Le parole dell’ammiraglio evocano una serie di precedenti ad opera proprio del Cremlino, che ha ordinato durante la guerra in Ucraina operazioni ibride contro obiettivi occidentali. In particolare, attacchi e intrusioni contro siti governativi di Polonia, Lituania, Lettonia, Estonia, Germania, Italia. Oltre ai tentativi di penetrare le reti elettriche in Polonia, Repubblica Ceca e Germania. Il 24 febbraio del 2022, nelle stesse ore in cui veniva dato l’ordine di invadere l’Ucraina, scattarono attacchi contro la rete satellitare europea. Tra gli obiettivi anche parlamenti nazionali, ministeri della difesa, portali sanitari, aeroporti. Le sigle di pirati e terroristi informatici coinvolte sono risultate riconducibili ad agenzie controllate dal Cremlino.
Ieri il presidente Volodymyr Zelensky è arrivato a Parigi per discutere con Emmanuel Macron le prossime mosse. La visita é stata programmata a poche ore dai colloqui tra funzionari ucraini e statunitensi in Florida, nel tentativo di riscrivere l’iniziale proposta americana in 28 punti, piú che gradito da Mosca. «La pace deve diventare davvero duratura.

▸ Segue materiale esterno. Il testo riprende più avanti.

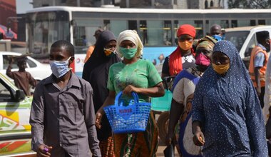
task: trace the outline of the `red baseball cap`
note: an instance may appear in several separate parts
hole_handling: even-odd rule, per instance
[[[177,36],[180,37],[180,36],[183,34],[188,34],[195,38],[195,27],[190,24],[183,24],[180,26],[177,31]]]

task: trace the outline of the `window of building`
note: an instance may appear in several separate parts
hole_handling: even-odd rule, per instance
[[[265,25],[265,20],[258,20],[258,24],[259,25]]]
[[[211,2],[210,3],[210,7],[213,7],[213,6],[214,6],[214,2],[211,1]]]
[[[195,39],[203,37],[203,21],[202,20],[179,20],[178,26],[182,24],[190,24],[196,30]],[[178,28],[176,28],[177,30]]]
[[[208,1],[205,0],[204,5],[205,6],[205,9],[208,9]]]
[[[1,102],[10,101],[11,99],[11,93],[1,82],[0,83],[0,101],[1,101]]]
[[[128,21],[128,29],[131,30],[138,31],[138,25],[136,20]]]
[[[171,21],[140,21],[139,34],[145,46],[173,44]]]

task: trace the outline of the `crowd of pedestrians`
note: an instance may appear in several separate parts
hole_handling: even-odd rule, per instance
[[[131,103],[132,92],[140,102],[163,96],[162,78],[173,76],[167,145],[178,137],[183,156],[268,156],[268,31],[257,34],[247,71],[235,45],[223,40],[219,25],[195,42],[194,26],[183,24],[161,76],[152,62],[140,59],[143,45],[136,31],[123,31],[117,38],[110,31],[96,33],[83,78],[70,69],[73,46],[66,41],[51,46],[52,74],[36,86],[31,111],[32,149],[38,156],[89,156],[91,151],[93,156],[155,156],[158,128],[153,111],[145,131],[114,133],[103,108],[114,104],[121,91],[123,106]]]

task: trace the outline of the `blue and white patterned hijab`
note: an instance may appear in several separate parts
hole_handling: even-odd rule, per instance
[[[237,50],[231,42],[221,41],[213,51],[213,54],[220,51],[227,55],[230,66],[223,76],[210,66],[195,91],[192,119],[203,123],[206,139],[203,152],[206,156],[233,156],[244,152],[249,156],[251,153],[255,154],[252,156],[267,156],[260,101]]]
[[[218,51],[222,52],[229,57],[230,61],[229,70],[224,76],[222,76],[217,74],[210,66],[200,80],[199,88],[203,89],[207,86],[213,86],[215,84],[217,88],[221,89],[219,91],[223,92],[225,98],[232,98],[232,96],[234,97],[235,93],[237,91],[245,91],[246,88],[248,88],[253,89],[250,93],[252,96],[250,97],[257,97],[250,77],[235,46],[230,41],[221,41],[215,45],[213,55]],[[258,103],[256,97],[254,101]]]

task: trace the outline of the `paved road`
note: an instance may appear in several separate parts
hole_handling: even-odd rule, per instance
[[[164,156],[163,151],[165,149],[165,146],[159,146],[158,149],[157,150],[156,156],[157,157],[163,157]],[[179,154],[178,154],[178,152],[176,151],[176,148],[175,148],[175,156],[178,157]]]

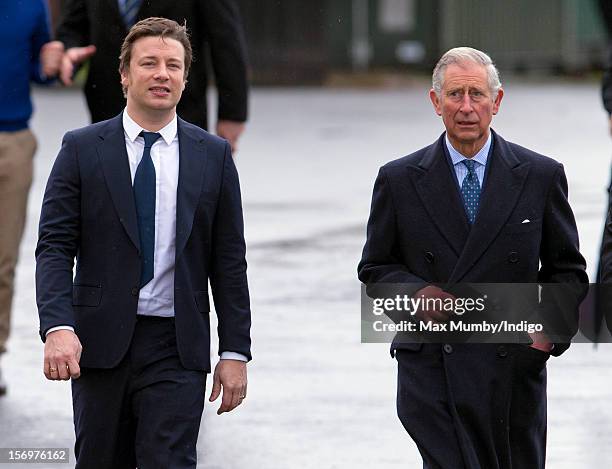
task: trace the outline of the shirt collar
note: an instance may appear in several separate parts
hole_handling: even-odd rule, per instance
[[[450,141],[448,140],[448,135],[445,135],[444,142],[446,143],[446,148],[448,149],[448,153],[450,154],[453,165],[457,165],[464,160],[470,159],[472,161],[475,161],[476,163],[486,166],[487,159],[489,158],[489,150],[491,149],[491,142],[492,142],[491,136],[492,136],[492,132],[489,130],[489,138],[487,138],[487,141],[485,142],[483,147],[472,158],[466,158],[461,153],[459,153],[457,150],[455,150],[455,148],[451,145]]]
[[[166,142],[166,145],[170,145],[176,137],[177,129],[178,124],[177,117],[175,114],[172,120],[168,122],[165,127],[159,129],[157,132],[162,136],[164,142]],[[127,113],[127,109],[123,110],[123,130],[132,142],[136,141],[136,139],[140,135],[140,132],[142,132],[143,130],[145,132],[149,132],[147,129],[143,129],[140,125],[134,122],[134,119],[132,119]]]

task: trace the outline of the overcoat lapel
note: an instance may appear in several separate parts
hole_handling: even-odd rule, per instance
[[[408,172],[431,220],[459,256],[470,227],[452,168],[444,157],[443,139],[431,145],[418,166],[409,166]]]
[[[98,157],[115,210],[132,243],[140,251],[136,203],[125,148],[122,114],[109,120],[101,128],[99,138],[101,141],[97,146]]]
[[[178,119],[179,182],[176,195],[176,257],[183,251],[191,229],[193,217],[203,190],[206,167],[206,146],[201,138]]]
[[[529,164],[521,163],[506,141],[495,132],[493,152],[488,164],[490,167],[478,214],[450,276],[450,283],[461,281],[497,237],[516,206],[529,174]]]

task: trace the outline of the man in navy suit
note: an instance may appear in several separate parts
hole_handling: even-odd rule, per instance
[[[210,372],[218,413],[246,396],[250,307],[228,142],[176,115],[185,27],[137,23],[121,49],[127,107],[68,132],[36,249],[44,374],[72,378],[77,468],[195,468]],[[73,265],[76,273],[73,280]]]
[[[588,280],[563,167],[490,129],[504,92],[489,56],[451,49],[429,94],[446,133],[380,169],[360,280],[412,285],[416,297],[441,300],[454,296],[440,284],[562,282],[580,290]],[[424,322],[451,316],[417,312]],[[398,416],[425,468],[544,468],[546,361],[568,344],[552,343],[546,330],[524,339],[396,337]]]

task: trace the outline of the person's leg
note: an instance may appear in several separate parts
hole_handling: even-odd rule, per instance
[[[449,408],[440,346],[398,350],[397,414],[424,469],[466,469]]]
[[[134,469],[129,358],[110,370],[81,368],[72,380],[76,469]]]
[[[29,130],[0,132],[0,357],[11,327],[15,266],[32,184],[36,139]],[[0,395],[6,392],[0,372]]]
[[[132,363],[138,468],[195,469],[206,374],[181,365],[174,320],[138,320]]]

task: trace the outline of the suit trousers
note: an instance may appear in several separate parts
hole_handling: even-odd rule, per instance
[[[0,354],[11,327],[15,266],[32,184],[36,139],[28,129],[0,132]]]
[[[544,469],[547,353],[423,344],[396,358],[398,416],[424,469]]]
[[[206,374],[183,368],[174,318],[138,317],[126,356],[72,381],[77,469],[195,469]]]

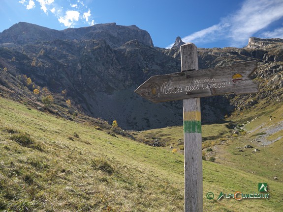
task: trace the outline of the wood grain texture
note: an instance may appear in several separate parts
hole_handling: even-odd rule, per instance
[[[193,49],[191,47],[188,49]],[[181,51],[181,55],[186,58],[191,57],[187,56],[184,51]],[[181,62],[182,72],[153,76],[135,92],[152,102],[157,103],[232,93],[255,93],[259,91],[258,85],[250,78],[256,69],[255,61],[236,63],[229,66],[185,72],[183,69],[197,69],[197,66],[188,65],[184,62]],[[187,67],[185,67],[186,66]]]
[[[197,49],[194,44],[186,44],[181,46],[181,53],[182,71],[197,70]],[[187,72],[190,73],[191,71]],[[201,133],[199,133],[201,132],[200,98],[183,99],[183,108],[184,119],[185,212],[202,212],[202,158]],[[193,115],[195,114],[197,115]],[[187,126],[188,123],[186,122],[199,124]],[[192,132],[197,132],[192,133]]]

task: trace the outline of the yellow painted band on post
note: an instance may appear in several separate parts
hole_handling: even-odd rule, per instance
[[[201,117],[199,111],[184,112],[184,121],[200,121],[201,119]]]

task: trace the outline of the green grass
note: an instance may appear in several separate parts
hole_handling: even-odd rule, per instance
[[[0,108],[0,211],[184,211],[183,155],[1,98]],[[164,137],[182,138],[174,128]],[[226,129],[208,126],[205,136],[221,137]],[[204,211],[281,211],[281,182],[218,160],[203,162]],[[267,182],[270,199],[206,197],[209,191],[256,192],[261,182]]]

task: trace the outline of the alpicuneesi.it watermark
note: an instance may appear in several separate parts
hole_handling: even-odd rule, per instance
[[[243,199],[265,199],[269,198],[270,195],[268,192],[267,184],[266,183],[260,183],[258,184],[258,191],[260,192],[265,193],[245,193],[241,191],[236,191],[234,193],[224,194],[222,191],[217,198],[217,200],[221,200],[223,199],[234,198],[237,200],[241,200]],[[212,192],[209,192],[206,194],[206,198],[209,200],[212,200],[214,198],[214,194]]]

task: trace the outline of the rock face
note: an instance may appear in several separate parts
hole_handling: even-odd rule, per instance
[[[280,38],[262,39],[251,37],[247,48],[250,49],[264,49],[268,46],[276,45],[277,43],[283,43],[283,40]]]
[[[198,49],[200,69],[257,60],[252,77],[262,83],[253,95],[202,98],[203,122],[221,120],[235,108],[254,107],[262,100],[283,101],[283,40],[265,40],[252,38],[243,49]],[[177,38],[170,49],[155,47],[148,33],[134,26],[58,31],[20,23],[0,33],[0,95],[6,91],[30,98],[18,80],[25,75],[58,96],[66,90],[64,101],[77,109],[110,123],[116,120],[125,129],[181,125],[181,102],[155,104],[133,91],[152,76],[181,71],[182,43]]]
[[[111,47],[118,47],[129,40],[136,39],[153,47],[148,32],[132,25],[125,26],[116,23],[97,24],[79,28],[69,28],[58,31],[25,22],[20,22],[0,33],[0,43],[17,44],[35,43],[55,40],[96,40],[107,41]]]
[[[186,43],[183,42],[181,38],[178,36],[176,38],[176,40],[175,41],[175,43],[172,47],[172,48],[180,49],[180,47],[182,45],[185,44],[185,43]]]

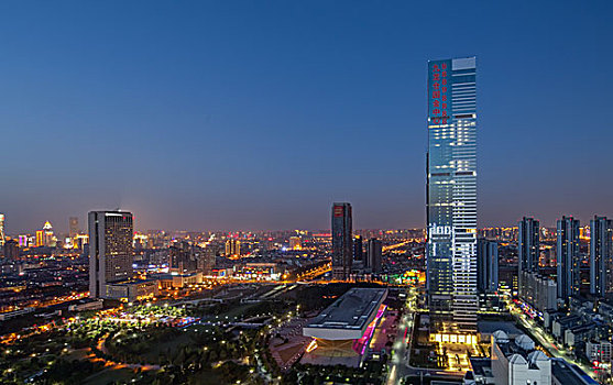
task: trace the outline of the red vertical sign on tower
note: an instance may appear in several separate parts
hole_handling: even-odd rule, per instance
[[[435,62],[430,64],[429,78],[429,110],[431,124],[447,124],[448,114],[448,80],[449,62]]]

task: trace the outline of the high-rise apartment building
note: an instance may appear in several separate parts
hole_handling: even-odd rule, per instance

La guerra deve finire il prima possibile», ha detto Zelensky che ha elogiato i colloqui in Florida con la delegazione ucraina, definendoli «costruttivi», anche se «ci sono ancora alcune questioni difficili che devono essere risolte». A quanto trapela, l’amministrazione Trump sarebbe favorevole a concedere a Putin anche alcune porzioni di territorio non ancora conquistato militarmente. Il leader ucraino ne vorrebbe parlare personalmente alla Casa Bianca. «I nostri rappresentanti torneranno in Europa nei prossimi giorni e, dopo aver parlato con loro e aver ricevuto un resoconto completo sull’andamento dei negoziati, decideremo sulle nostre ulteriori attività», ha spiegato Zelensky che però di cessioni di territorio non vuol sentir parlare. Con Macron hanno poi parlato con il primo ministro britannico Keir Starmer, l’inviato speciale degli Stati Uniti Steve Witkoff e il segretario del Consiglio per la sicurezza nazionale e la difesa dell’Ucraina Rustem Umerov, che ha guidato la delegazione di Kiev negli Usa. «Abbiamo concordato di discutere più dettagliatamente di persona», ha annunciato Zelensky volendo attendere, prima di prounciarsi, l’incontro di oggi tra Witkoff e Putin. Ma con un’altra richiesta non negoziabile: «Senza Europa il negoziato fa poca strada».
L’Ucraina si trova in una situazione sempre più difficile, alle prese con lo scandalo corruzione che ha preceduto le dimissioni del principale collaboratore di Zelensky, Andriy Yermak. Qualsiasi ipotesi negoziale deve misurarsi con le mosse del Cremlino, che in questi mesi é riuscito ad aggirare i vani ultimatum di Trump guadagnando tempo e metri sul campo di battaglia. Anche ieri, 5 morti tra i civili e numerosi feriti per i lanci di missili e droni, in pieno giorno, sulla città di Dnipro. A ridosso della regione dove si consumano le battaglie più cruente.